Um jornal do Rio publicou, não há muito, na manchete, a locução adverbial "à beça", com cê-cedilha,
como manda o figurino. O diretor foi à redação, reclamar do redator-chefe:
— O senhor viu a manchete?
— Vi.
— Quem é o responsável?
O redator-chefe
chamou o editor:
— O senhor viu?
— Vi.
— Quem é o responsável?
O editor
chamou o secretário:
— Viu?
— Vi.
— Quem é?
O secretário
chamou o chefe do "copy-desk":
— Viu?
— Vi.
— Quem?
O chefe do
"copy-desk" chamou um sofredor de sua seção:
— Quem?
O reescrevedor
chamou o repórter:
— Passei a notícia pelo telefone.
Assim, voltou, do reescrevedor para o chefe do
"copy-desk", deste para o secretário, para o editor, para o
redator-chefe e para o diretor, a informação de que ninguém na redação era responsável.
Em consequência, chamaram o chefe da re¬visão.
E o diretor foi severo:
— O senhor viu "beça", com
cê-cedilha, na manchete?
— Vi, sim, senhor.

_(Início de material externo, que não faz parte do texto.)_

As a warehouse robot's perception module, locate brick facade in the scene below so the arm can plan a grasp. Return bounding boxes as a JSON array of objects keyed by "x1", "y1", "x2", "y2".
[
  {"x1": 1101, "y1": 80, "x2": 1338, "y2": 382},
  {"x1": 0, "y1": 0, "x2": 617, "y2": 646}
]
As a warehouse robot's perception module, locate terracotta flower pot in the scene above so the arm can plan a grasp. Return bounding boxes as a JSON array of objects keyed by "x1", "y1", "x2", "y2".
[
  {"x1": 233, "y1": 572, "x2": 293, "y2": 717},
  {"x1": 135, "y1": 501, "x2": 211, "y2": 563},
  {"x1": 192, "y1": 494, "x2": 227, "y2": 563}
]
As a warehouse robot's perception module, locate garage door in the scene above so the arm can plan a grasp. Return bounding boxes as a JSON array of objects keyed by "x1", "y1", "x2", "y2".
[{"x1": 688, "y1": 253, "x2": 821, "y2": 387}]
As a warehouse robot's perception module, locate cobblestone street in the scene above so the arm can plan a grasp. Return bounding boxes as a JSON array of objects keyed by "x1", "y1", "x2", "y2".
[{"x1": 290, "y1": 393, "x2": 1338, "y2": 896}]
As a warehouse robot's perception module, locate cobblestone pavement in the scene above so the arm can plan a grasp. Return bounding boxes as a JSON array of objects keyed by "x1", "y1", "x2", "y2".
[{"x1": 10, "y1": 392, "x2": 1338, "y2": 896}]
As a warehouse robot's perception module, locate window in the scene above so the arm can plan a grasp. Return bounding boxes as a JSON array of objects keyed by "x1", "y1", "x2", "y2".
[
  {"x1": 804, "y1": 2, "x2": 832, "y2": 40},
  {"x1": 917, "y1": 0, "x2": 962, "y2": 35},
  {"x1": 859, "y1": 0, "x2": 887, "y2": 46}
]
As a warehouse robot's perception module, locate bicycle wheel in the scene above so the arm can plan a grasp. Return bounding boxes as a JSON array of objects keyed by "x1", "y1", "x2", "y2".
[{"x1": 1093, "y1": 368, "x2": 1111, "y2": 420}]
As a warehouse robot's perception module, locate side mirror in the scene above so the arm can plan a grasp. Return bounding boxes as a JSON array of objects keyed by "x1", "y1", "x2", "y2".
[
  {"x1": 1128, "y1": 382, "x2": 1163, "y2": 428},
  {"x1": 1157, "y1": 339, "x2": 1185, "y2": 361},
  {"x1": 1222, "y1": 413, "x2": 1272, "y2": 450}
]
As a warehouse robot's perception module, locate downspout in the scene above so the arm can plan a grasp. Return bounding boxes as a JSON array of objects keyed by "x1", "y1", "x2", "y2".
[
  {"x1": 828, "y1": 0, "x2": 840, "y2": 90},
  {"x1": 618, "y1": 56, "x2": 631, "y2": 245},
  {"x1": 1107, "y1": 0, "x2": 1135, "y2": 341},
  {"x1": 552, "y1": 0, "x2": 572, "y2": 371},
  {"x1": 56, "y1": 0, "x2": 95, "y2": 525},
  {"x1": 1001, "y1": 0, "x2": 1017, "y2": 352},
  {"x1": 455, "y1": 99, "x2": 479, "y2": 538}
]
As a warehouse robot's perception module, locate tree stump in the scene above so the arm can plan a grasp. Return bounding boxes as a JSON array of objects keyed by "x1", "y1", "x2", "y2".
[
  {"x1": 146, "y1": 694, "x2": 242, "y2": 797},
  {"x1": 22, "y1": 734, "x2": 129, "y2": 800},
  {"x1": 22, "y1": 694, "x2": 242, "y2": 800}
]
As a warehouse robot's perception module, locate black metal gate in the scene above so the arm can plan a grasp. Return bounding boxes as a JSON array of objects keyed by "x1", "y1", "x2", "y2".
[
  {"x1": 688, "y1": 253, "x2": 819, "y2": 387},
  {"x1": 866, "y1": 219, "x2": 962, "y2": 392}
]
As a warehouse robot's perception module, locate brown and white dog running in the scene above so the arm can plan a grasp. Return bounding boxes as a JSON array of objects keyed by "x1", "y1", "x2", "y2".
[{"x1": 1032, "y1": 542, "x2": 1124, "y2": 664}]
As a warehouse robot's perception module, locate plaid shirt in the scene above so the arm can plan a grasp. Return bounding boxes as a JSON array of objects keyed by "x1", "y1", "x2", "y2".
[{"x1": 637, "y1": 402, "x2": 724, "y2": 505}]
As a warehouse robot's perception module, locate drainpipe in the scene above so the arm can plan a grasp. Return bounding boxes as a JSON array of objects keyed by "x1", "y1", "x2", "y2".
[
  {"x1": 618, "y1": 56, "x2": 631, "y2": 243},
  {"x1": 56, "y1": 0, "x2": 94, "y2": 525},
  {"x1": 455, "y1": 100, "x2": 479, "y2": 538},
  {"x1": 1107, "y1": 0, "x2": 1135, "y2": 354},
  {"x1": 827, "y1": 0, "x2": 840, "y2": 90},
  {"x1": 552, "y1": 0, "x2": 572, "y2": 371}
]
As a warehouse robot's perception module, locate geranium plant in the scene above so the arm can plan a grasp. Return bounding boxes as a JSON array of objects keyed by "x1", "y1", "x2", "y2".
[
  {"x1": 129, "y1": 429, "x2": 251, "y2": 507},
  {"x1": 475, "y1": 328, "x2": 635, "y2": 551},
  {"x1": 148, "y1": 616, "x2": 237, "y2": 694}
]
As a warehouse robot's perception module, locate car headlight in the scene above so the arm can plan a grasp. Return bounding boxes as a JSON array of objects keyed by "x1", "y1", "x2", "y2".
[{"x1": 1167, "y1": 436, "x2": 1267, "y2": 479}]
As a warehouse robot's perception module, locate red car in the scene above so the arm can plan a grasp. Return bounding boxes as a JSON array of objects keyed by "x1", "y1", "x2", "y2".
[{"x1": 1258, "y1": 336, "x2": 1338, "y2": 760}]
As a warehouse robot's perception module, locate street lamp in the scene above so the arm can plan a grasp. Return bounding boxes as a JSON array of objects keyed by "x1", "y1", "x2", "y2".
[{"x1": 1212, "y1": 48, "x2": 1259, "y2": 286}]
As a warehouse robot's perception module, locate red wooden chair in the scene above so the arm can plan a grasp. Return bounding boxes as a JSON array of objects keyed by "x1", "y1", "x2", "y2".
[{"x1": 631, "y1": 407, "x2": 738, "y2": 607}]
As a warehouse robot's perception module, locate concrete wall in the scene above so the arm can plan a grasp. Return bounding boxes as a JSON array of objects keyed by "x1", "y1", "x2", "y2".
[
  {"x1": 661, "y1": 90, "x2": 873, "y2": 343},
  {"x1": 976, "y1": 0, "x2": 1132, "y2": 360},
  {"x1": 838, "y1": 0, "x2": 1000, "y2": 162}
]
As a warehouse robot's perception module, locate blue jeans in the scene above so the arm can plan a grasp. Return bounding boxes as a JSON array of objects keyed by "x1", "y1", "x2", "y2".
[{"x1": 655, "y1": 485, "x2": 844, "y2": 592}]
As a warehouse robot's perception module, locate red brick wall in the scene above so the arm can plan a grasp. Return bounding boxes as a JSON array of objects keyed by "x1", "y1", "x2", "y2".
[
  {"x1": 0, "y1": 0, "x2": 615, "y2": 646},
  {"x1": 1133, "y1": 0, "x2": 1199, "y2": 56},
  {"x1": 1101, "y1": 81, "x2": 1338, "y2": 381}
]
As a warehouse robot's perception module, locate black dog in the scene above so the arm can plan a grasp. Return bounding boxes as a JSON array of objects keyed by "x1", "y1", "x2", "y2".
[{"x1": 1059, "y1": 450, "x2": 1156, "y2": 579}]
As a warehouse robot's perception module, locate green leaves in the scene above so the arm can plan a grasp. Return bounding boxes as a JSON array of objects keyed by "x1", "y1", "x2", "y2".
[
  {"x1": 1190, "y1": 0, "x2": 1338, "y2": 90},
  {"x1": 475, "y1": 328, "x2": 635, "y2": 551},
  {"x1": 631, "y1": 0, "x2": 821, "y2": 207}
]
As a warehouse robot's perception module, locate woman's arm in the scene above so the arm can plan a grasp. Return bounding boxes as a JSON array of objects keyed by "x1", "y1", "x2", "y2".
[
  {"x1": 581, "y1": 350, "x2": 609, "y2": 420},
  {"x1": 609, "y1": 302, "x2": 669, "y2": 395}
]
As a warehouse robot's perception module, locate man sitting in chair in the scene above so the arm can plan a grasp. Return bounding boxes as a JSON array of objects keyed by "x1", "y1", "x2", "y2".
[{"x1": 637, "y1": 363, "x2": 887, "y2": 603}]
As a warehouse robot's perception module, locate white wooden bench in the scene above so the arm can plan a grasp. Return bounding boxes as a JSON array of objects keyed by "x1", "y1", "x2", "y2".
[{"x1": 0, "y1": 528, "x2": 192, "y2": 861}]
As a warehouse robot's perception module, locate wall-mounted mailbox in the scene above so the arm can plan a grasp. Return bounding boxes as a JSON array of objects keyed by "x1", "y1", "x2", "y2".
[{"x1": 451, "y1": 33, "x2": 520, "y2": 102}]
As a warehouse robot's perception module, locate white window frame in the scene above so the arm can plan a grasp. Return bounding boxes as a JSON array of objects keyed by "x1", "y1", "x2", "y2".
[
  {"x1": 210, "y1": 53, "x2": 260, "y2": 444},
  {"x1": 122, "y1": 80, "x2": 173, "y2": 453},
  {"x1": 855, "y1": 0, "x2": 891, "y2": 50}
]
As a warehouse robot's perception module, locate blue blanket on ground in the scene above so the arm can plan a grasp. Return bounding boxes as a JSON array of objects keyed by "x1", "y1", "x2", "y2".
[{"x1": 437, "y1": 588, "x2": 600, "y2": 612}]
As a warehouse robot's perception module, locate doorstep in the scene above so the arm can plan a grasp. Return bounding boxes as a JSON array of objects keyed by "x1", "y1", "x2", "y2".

Vi em cima da hora. Se não
chego a tempo, saía com dois esses.. .
O diretor
perdeu o rebolado. Esperava tudo, menos aquela informação de que os dois esses
esta-riam errados. Mas não perdeu a dignidade de diretor:
— Espero que isso não se repita.
— Isso o quê?
— O senhor ser forçado a trocar letras em cima
da hora.
— Sim, senhor.
Afastou-se o diretor, pisando forte. O chefe da
revisão voltou ofendido e bradou, zangado, para os subalternos:
— Por causa de "bessa" com
"ss", o diretor me espinafrou à beça. Espero que isso não se repita.
(in A Ignorância ao Alcance de Todos; Editora Letras e Artes, Rio de Janeiro,
1ª edição em 1963, 2ª, 3ª, 4ª e 5ª em 1964 e 6ª edição em 1965.)